Quatre terminologies s’offrent à nous pour étudier « l’entrée » dans l’écran et dans l’expérience en ligne : immersion, embodiment, téléprésence, flow. Nous allons les étudier chacune avec un focus particulier sur l’immersion qui est le concept le plus générique des quatre mais aussi celui qui est utilisé à la fois en marketing expérientiel et en informatique. Il possède aussi le socle théorique le plus riche pour le marketing.
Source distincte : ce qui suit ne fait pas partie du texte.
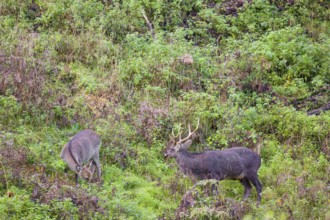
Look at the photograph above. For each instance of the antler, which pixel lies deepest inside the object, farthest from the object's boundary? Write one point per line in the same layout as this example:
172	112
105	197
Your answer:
173	137
189	135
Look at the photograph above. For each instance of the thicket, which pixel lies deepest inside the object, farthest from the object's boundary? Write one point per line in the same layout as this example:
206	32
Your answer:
255	73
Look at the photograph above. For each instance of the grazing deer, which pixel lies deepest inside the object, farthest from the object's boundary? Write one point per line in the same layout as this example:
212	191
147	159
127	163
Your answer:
237	163
83	147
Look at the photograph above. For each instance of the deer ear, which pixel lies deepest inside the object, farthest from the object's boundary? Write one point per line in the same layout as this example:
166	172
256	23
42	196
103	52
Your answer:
185	145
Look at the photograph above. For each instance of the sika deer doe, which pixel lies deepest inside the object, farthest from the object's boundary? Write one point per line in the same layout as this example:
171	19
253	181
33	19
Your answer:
83	147
237	163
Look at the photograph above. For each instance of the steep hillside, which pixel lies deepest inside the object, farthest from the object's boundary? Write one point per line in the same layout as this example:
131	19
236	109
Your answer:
254	73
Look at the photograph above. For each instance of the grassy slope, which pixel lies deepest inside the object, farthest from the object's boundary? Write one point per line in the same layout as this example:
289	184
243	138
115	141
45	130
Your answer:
257	68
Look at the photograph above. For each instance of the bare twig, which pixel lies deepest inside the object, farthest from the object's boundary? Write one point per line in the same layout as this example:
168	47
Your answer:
149	24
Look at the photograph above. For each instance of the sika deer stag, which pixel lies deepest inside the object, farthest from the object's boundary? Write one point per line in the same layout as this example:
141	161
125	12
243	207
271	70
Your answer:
237	163
83	147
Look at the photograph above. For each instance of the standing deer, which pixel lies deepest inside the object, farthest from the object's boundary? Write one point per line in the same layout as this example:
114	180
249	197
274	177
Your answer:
83	147
237	163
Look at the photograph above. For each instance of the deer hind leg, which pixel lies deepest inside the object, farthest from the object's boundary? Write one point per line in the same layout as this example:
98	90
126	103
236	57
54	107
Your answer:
247	187
98	166
255	181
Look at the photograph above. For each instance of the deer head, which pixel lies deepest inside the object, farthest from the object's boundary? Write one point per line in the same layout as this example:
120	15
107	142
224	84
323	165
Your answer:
177	143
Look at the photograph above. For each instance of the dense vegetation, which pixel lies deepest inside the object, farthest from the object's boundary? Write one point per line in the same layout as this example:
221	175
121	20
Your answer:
256	73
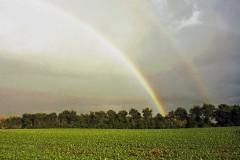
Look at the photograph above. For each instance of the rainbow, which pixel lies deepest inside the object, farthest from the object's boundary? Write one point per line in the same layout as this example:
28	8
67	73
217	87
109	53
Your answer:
186	64
131	66
121	55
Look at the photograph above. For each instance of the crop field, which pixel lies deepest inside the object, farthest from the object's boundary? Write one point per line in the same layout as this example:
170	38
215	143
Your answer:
205	143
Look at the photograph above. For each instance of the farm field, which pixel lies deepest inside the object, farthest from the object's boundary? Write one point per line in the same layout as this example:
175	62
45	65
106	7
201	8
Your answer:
198	143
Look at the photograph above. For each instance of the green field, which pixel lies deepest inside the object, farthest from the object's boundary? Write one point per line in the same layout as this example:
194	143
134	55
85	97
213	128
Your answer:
205	143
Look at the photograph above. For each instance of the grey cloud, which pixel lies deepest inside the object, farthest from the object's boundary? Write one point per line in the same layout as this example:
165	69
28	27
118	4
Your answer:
219	67
17	102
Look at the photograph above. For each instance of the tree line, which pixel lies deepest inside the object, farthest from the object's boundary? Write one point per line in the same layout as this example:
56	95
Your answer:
206	115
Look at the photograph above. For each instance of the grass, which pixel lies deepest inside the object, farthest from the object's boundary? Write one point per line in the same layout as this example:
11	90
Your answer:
198	143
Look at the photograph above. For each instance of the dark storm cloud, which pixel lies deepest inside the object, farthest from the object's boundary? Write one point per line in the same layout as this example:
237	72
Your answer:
219	66
17	102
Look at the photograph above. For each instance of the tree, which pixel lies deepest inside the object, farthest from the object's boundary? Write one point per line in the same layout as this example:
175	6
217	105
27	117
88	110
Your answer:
2	122
13	122
28	120
101	119
67	118
223	115
51	120
159	121
122	119
135	117
147	118
181	114
235	115
208	114
195	117
112	118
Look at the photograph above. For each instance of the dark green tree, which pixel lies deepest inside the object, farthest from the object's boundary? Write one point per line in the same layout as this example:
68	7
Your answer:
223	115
147	118
135	118
208	114
112	118
122	119
235	115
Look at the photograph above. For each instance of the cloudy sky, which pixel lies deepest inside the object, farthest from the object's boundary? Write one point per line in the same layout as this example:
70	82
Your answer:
78	54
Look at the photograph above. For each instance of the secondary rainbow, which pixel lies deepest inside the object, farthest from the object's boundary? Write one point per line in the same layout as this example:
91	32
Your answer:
186	64
121	56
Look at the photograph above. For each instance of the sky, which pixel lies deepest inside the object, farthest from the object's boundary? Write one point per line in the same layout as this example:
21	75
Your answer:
89	55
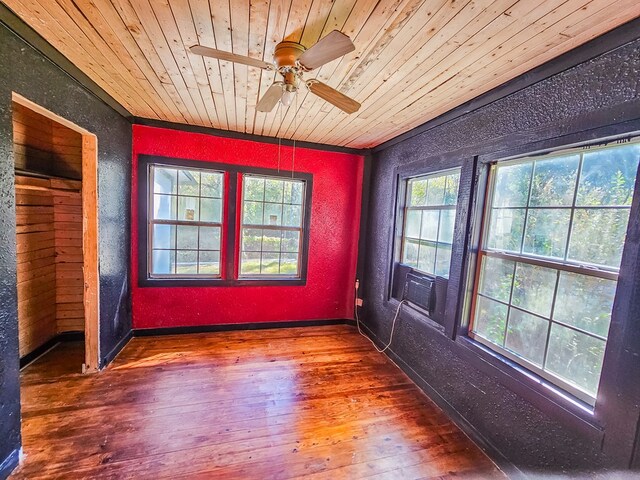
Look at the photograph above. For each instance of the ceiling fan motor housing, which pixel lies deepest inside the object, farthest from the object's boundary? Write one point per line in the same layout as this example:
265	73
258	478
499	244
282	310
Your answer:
286	55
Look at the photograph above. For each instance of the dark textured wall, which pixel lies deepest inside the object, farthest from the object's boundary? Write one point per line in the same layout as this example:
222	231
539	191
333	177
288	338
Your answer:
598	98
25	71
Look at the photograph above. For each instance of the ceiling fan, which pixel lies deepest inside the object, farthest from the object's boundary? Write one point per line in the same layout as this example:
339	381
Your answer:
291	60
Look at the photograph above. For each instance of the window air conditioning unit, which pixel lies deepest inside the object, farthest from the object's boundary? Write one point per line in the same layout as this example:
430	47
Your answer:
419	289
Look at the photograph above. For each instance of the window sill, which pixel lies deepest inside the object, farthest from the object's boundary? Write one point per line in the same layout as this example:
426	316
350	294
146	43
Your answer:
220	282
542	394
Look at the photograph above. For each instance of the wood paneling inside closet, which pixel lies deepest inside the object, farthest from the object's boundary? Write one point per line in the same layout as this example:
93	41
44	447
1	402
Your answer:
48	228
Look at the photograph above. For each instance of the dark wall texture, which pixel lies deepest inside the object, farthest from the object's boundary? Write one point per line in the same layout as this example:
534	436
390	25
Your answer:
595	99
26	71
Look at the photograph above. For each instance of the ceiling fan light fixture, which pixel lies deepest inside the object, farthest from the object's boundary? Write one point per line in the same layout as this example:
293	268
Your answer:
287	97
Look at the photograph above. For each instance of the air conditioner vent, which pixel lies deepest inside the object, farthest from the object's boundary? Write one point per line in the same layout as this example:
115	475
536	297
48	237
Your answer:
419	290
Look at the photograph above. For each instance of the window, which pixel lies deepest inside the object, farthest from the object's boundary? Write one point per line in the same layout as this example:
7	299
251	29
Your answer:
185	227
429	219
213	224
271	230
550	252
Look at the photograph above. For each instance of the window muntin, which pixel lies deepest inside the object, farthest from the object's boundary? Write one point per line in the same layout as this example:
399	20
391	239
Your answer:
429	219
549	261
271	233
185	222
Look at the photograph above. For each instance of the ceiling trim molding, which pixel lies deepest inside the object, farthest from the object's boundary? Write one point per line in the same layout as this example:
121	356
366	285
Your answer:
32	38
612	40
185	127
En effet, le marketing expérientiel enseigne que l’expérience de consommation a lieu seulement quand le consommateur y est immergé. D’autre part, les sciences de l’information et de la communication et l’informatique, qui étudient les relations entre l’homme et les interfaces, utilisent l’immersion pour désigner l’attention focalisée sur l’écran. Pour faciliter la compréhension de cette double immersion, nous utiliserons téléprésence (impression de se sentir davantage dans l’interface que dans l’environnement physique) dans le cas de l’immersion dans l’écran et simplement immersion, comme il est d’usage, dans le cas de l’immersion dans l’expérience. Ce procédé est rhétorique et, dans bien des cas, les deux termes sont interchangeables. Il est à noter aussi que les deux champs mobilisent aussi le concept de flow (Csikszentmihalyi, 1990). Le flow (ou flux) désigne un état de concentration caractérisé par une grande impression de liberté, de joie, d'accomplissement et de compétence, et durant laquelle le temps semble disparaître. La téléprésence est un antécédant du flow (Hoffman et Novak, 1996).
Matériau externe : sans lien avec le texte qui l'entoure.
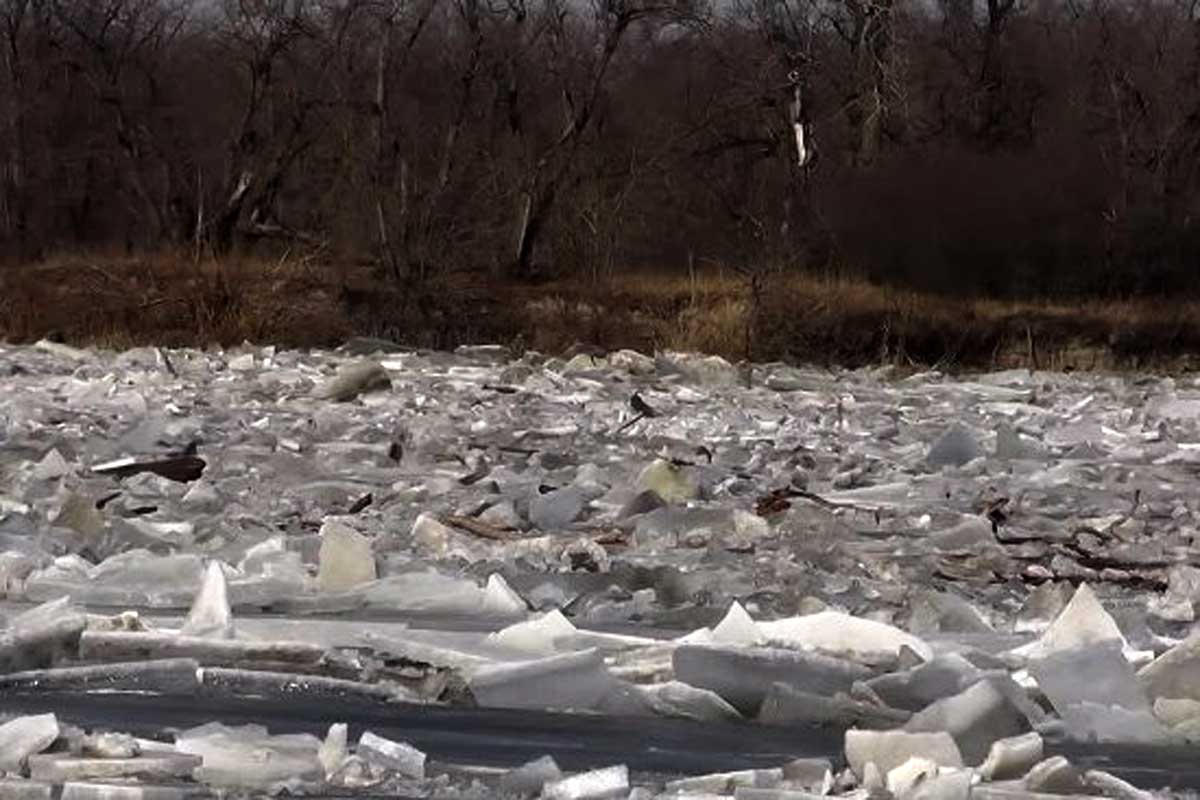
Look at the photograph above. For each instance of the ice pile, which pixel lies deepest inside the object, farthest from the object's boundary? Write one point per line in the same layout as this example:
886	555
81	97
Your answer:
948	578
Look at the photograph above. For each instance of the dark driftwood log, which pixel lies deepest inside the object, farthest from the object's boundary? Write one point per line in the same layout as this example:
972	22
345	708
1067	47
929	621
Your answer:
181	469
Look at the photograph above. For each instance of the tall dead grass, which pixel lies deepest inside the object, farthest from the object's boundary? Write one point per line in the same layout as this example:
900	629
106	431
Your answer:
175	300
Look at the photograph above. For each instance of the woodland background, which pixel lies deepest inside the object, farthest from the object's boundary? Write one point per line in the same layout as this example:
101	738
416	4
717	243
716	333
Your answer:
1001	149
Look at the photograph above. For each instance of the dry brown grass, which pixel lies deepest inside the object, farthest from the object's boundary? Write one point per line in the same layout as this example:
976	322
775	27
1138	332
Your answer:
174	300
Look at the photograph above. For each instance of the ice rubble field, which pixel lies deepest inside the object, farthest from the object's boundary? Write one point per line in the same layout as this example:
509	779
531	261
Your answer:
946	575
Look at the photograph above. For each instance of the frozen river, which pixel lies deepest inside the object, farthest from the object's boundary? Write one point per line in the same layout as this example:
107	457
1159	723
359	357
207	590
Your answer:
480	559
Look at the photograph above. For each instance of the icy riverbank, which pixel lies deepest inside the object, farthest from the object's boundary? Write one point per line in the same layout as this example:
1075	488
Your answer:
889	559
Ces états d’immersion posent la question de la relation au corps et de sa matérialité. Ce questionnement, à l’origine issu de la cybernétique puis de la cyberculture, a donné lieu à une vision mystique de l’Internet, notamment sous l’égide de Timothy Leary (1996), et de Donna Haraway (1991) qui imaginent l’avènement d’un cyborg. La relation du corps à l’interface peut s’envisager selon trois modes, qui constituent des degrés d’embodiment. Le premier est l’abollition du corps et l’avènement du cyborg où le corps tel une coquille vide est laissé sur sa chaise pendant que l’esprit navigue sur Internet (il s’agit de disembodiment) ; une hybridation entre le vécu réel et ce qui est vécu dans l’interface, qui ne peut plus être qualifié de virtuel dans le sens où il a des répercussions dans la vie réelle : dans ce cas là, il s’agit d’embodiment, traduit par incorporation dans l’expérience ; enfin, cet embodiment peut aller jusqu’à inscrire ce qui est vécu en ligne corporellement. Il s’agira alors plutôt d’incarnation de l’expérience, d’expérience incarnée au sens de l’anthropologie. Toutefois, ces situations d’immersion ne doivent pas être confondues avec leur pendant pathologique qui est l’addiction à Internet ou l’addiction au shopping assouvie sur Internet.